Facebook on Tuesday said the coronavirus pandemic has users flocking to its services while it undermines ad revenue on which the world’s biggest social network depends.

Facebook will reject ads from Donald Trump and Joe Biden claiming victory before the winner of the US election is declared.

The change is an update to a policy CEO Mark Zuckerberg announced on September 3rd, which banned political ads the week before the election, as reported by Fast Company. That policy would not have stopped Trump or Biden from running ads directly after the election. Either presidential candidate could have started claiming victory at 12:01AM PT on November 4th.

While the results of the presidential race are typically announced the night of the election, this year, the process is expected to take longer due to mail-in voting. Experts say that because more Democrats are expected to vote by mail than Republicans, Trump could hold a lead the night of the election but slip behind Biden as more votes are counted. This scenario makes it critical that misinformation about the results of the election doesn’t go viral before a winner is officially announced.

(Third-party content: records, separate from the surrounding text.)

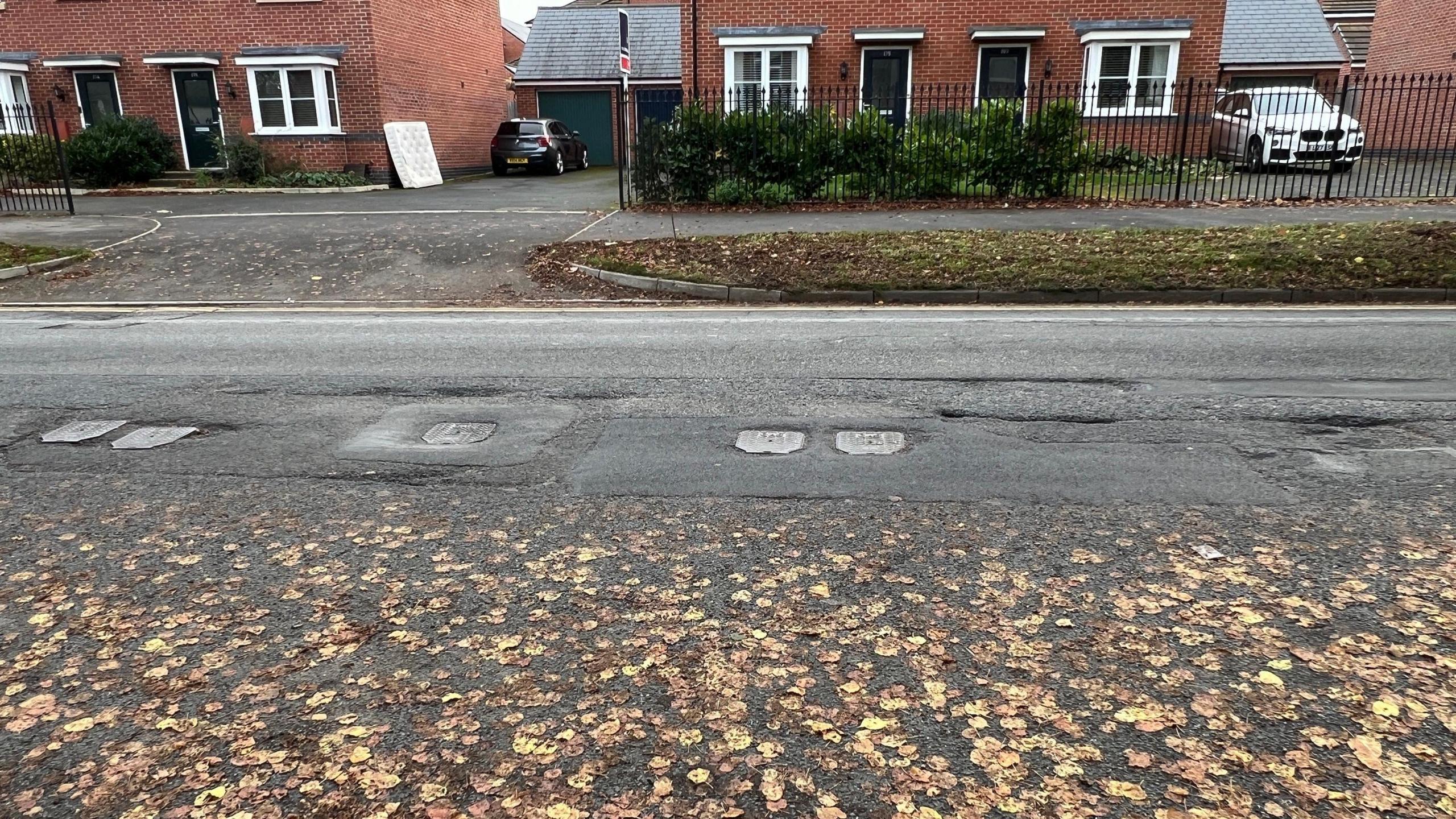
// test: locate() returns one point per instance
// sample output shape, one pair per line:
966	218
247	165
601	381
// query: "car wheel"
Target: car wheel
1254	156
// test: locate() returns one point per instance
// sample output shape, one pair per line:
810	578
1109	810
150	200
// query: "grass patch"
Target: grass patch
16	255
1392	254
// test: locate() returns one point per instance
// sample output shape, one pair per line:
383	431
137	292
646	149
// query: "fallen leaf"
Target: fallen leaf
1126	791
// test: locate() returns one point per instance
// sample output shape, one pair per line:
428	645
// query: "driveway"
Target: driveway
465	241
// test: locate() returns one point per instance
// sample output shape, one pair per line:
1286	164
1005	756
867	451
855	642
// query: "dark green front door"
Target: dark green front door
587	113
197	110
97	92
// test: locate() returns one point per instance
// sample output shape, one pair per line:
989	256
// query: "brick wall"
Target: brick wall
411	71
1413	37
947	55
436	63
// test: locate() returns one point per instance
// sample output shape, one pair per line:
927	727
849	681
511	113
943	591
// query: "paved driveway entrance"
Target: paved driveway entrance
466	241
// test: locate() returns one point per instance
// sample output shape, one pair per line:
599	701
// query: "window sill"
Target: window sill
297	133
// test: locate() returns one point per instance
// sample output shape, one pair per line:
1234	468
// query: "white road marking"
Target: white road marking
375	213
593	225
155	228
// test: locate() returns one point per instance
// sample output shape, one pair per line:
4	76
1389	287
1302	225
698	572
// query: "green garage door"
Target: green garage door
584	111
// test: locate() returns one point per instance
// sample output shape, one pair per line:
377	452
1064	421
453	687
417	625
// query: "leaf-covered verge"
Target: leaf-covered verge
15	255
1392	254
389	657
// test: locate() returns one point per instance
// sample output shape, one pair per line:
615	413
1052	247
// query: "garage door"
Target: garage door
587	113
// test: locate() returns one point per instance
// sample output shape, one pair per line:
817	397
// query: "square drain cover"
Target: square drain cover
458	433
769	442
150	437
870	444
81	431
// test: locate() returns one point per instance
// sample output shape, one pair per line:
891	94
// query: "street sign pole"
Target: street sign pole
625	63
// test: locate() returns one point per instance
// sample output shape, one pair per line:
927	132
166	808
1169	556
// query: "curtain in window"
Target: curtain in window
1113	76
747	81
1152	75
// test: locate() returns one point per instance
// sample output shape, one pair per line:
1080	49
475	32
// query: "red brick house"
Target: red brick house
1130	50
1413	37
312	79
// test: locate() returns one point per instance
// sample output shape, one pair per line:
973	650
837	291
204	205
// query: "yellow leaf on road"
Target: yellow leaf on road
1368	750
1126	791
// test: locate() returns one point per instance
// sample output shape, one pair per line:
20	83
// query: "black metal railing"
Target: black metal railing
1189	140
34	175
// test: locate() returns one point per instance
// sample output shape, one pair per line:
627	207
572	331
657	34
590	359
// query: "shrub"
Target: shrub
731	193
1052	142
28	158
313	180
775	195
998	156
120	149
245	159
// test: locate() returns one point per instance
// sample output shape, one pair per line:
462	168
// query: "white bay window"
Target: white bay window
15	104
295	100
766	76
1130	78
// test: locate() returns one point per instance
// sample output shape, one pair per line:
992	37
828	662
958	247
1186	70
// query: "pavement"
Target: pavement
1129	563
461	241
468	241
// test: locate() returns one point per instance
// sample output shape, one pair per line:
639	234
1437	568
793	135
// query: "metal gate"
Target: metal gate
32	161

While the new policy is not directed at Trump, fears about the current president refusing to concede could be behind the clarification.

“We will be rejecting political ads that claim victory before the results of the 2020 election have been declared,” the tech giant said in a statement to Fast Company.

In early September, Zuckerberg announced that the company would stop accepting new political ads the week before the election. “It’s important that campaigns can run get out the vote campaigns, and I generally believe the best antidote to bad speech is more speech, but in the final days of an election there may not be enough time to contest new claims,” he wrote in a Facebook post.

As part of the expanded policy, Facebook said it will also label posts that seek to spread doubt about the legitimacy of the election as well as content from political campaigns claiming a premature victory. The new rules are part of the company’s ongoing efforts to stop election interference across its platforms.